Review of Vallejuelo Cigars
A Blast From the Past
Vallejuelo was the top bargain-priced cigar of 2010. The Robusto Gordo size was reviewed by Dr. Mitch Fadem for about.com back in 2011, and is still available in 2019 for $5 or less per stick. I recently met Mitch in Las Vegas for a few smokes, and he gave me a Vallejuelo to try out. I found it to be a medium bodied cigar that was very enjoyable and worthy of a 4 point rating on a 5-point scale, and most definitely a great value. For more, read Mitch's original review, below:
Review of Vallejuelo Robusto Gordo Cigar
A Nice Surprise for Under Five
4 Star Rating
By: Dr. Mitch Fadem
Vallejuelo? No, I never heard of it either until the proprietor at ‘Stag Tobacconist’ in Albuquerque handed me one the other day. They were considering carrying this cigar and wanted an opinion. Often, tobacconists will get new cigars from manufacturer representatives to hand out to their customers. This is an effort to garner opinions and to introduce new cigars on the market from lesser known blenders, or to bring a cigar into a market region where it is not currently selling. The cigar comes to us from a small factory in the Dominican Republic called Intercigar.
Who is Intercigar?
Intercigar is located in Santiago, Dominican Republic. The company was started by Maurice Antonio Koks, who learned the cigar business from his grandfather and father in the Holland.

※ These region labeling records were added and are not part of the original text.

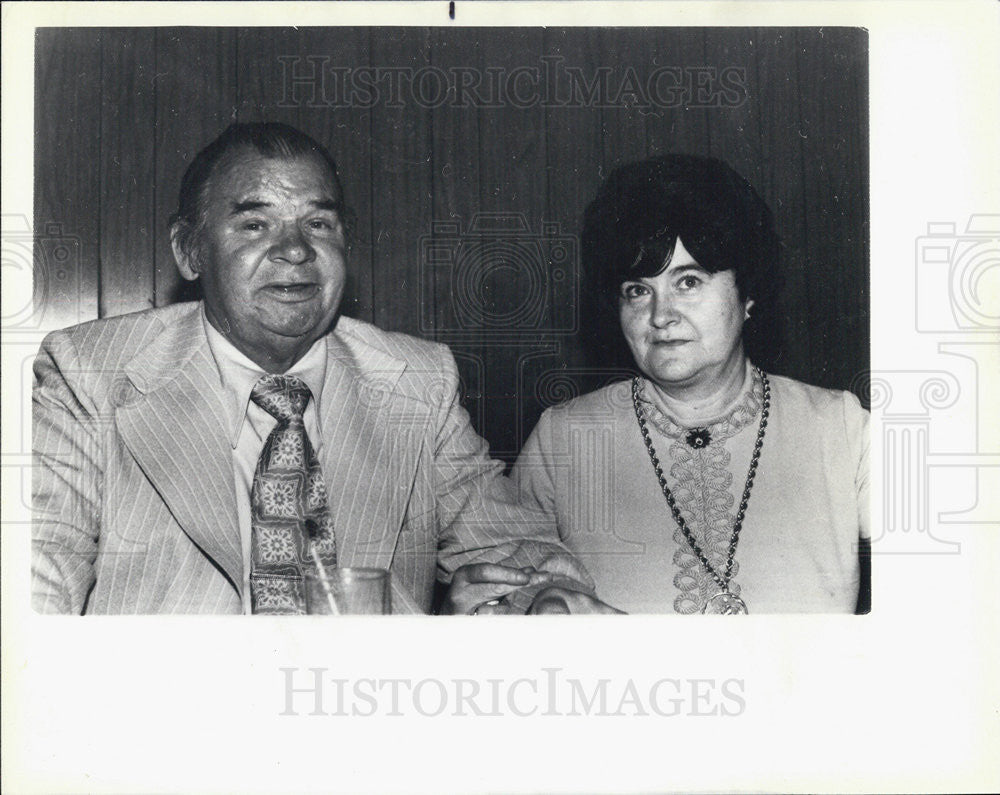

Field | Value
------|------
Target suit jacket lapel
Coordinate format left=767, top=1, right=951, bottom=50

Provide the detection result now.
left=116, top=305, right=243, bottom=592
left=320, top=327, right=430, bottom=568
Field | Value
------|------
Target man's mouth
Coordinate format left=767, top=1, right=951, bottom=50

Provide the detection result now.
left=264, top=282, right=319, bottom=303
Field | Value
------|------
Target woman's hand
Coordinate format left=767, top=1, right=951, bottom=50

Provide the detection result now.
left=441, top=563, right=552, bottom=615
left=528, top=585, right=625, bottom=616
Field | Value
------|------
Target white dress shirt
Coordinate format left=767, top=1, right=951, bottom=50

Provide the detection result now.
left=202, top=312, right=327, bottom=615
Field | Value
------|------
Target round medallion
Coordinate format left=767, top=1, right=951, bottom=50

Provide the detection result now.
left=684, top=428, right=712, bottom=450
left=701, top=591, right=750, bottom=616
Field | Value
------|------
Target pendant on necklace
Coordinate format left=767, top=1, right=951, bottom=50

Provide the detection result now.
left=701, top=591, right=750, bottom=616
left=684, top=428, right=712, bottom=450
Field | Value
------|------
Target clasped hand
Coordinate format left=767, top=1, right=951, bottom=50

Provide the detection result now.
left=441, top=563, right=622, bottom=615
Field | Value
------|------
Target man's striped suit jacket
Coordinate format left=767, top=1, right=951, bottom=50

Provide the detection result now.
left=32, top=303, right=589, bottom=614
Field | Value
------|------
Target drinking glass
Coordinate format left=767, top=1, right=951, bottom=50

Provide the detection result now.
left=305, top=568, right=392, bottom=616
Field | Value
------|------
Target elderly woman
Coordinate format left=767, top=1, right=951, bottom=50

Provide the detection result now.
left=513, top=155, right=868, bottom=614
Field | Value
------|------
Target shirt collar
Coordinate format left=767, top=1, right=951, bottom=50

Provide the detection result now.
left=202, top=309, right=327, bottom=449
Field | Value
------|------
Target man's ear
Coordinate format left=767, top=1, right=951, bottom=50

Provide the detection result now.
left=170, top=221, right=201, bottom=282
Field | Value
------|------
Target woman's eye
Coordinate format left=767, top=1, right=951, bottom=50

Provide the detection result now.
left=622, top=284, right=649, bottom=300
left=677, top=274, right=701, bottom=290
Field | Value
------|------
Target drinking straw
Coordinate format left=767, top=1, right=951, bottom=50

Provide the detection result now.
left=309, top=538, right=340, bottom=616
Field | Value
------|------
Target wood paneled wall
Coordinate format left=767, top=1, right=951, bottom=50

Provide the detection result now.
left=35, top=28, right=869, bottom=460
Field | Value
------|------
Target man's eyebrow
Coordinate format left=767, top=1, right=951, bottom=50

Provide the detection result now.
left=229, top=199, right=344, bottom=215
left=309, top=199, right=344, bottom=213
left=229, top=199, right=271, bottom=215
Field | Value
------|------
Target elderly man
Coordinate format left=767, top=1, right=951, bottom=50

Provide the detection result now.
left=33, top=124, right=599, bottom=614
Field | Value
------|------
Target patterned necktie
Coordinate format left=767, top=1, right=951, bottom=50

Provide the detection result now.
left=250, top=375, right=337, bottom=615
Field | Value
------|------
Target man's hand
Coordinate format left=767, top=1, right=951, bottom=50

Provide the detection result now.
left=528, top=585, right=625, bottom=616
left=441, top=563, right=552, bottom=615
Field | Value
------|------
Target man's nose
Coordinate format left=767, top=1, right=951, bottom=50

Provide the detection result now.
left=650, top=293, right=679, bottom=328
left=269, top=226, right=316, bottom=265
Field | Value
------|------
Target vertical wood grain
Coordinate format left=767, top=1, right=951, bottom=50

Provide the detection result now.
left=371, top=28, right=433, bottom=334
left=98, top=28, right=155, bottom=317
left=426, top=28, right=486, bottom=429
left=33, top=28, right=101, bottom=328
left=795, top=28, right=868, bottom=386
left=237, top=28, right=373, bottom=321
left=154, top=28, right=237, bottom=306
left=477, top=28, right=550, bottom=460
left=750, top=28, right=815, bottom=380
left=34, top=28, right=869, bottom=432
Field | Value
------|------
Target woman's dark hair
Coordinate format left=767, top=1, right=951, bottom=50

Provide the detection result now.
left=169, top=122, right=342, bottom=253
left=581, top=154, right=781, bottom=374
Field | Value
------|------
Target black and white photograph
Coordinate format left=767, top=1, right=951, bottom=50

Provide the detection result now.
left=3, top=2, right=1000, bottom=792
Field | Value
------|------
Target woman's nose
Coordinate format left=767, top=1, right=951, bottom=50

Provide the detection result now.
left=650, top=293, right=677, bottom=328
left=269, top=226, right=316, bottom=265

There is a fine tradition of cigar manufacturing in the Netherlands that goes back more than 150 years. Maurice moved to the Dominican Republic and linked up with Jose Ramon Rojas and Don Jose Moreno Gomez to start their factory in 2001. Don Jose learned his cigar rolling and blending expertise in Cuba and worked for Partagas and H.Upmann. Jose Ramon started rolling cigars at the age of 14 and learned his craft from Don Jose. These three men are now producing some of the best private label cigars on the market. The Vallejuelo is one of their best.
Draw and Construction
The Vallejuelo is a 5” x 54 ring gauge. It has a reddish colored wrapper from Ecuador. The binder is Dominican and the filler is Nicaraguan and Dominican. Being a firm cigar, I expected the draw to be somewhat restrictive, but it wasn’t. It cut easily, drew well, and burned even. I did notice while inspecting the cap that it was triple wrapped, very impressive. The ash was not at all fragile and came off after about 2 inches. The cigar smoked in a little over an hour. It did not generate a lot of smoke. One thing I did notice was that I had a short 5 minute phone call while smoking the cigar and set it down. I thought I would have to relight the cigar afterward, but to my surprise, all I had to do was to puff a couple of times and the cigar came back to life.
Aroma and Flavor
The initial aromas from toasting the foot of the cigar were of a roasted coffee, very typical of Ecuador tobacco. The flavor matched up well, also giving you taste of a full-bodied coffee. There was just a small amount of sweetness in the wrapper, maybe some sort of fruit, but it was not very pronounced. The cigar's aroma and flavors toned down from there, and just left you with a mild to medium smoke without anything very remarkable after that. Don’t get me wrong, it was a good smoking cigar. I smoked while drinking a Belgian-style wheat beer from Colorado. It was a great match.
Vallejuelo cigars are being sold in boxes of 20 for $80. That is only $4 a stick. I asked the owner at ‘Stag Tobacconist’ what they plan on selling single sticks for, and they said that they would like to keep the price down, so they were thinking of an average price of $4.50 a cigar. This is a great value for a solid smoking cigar.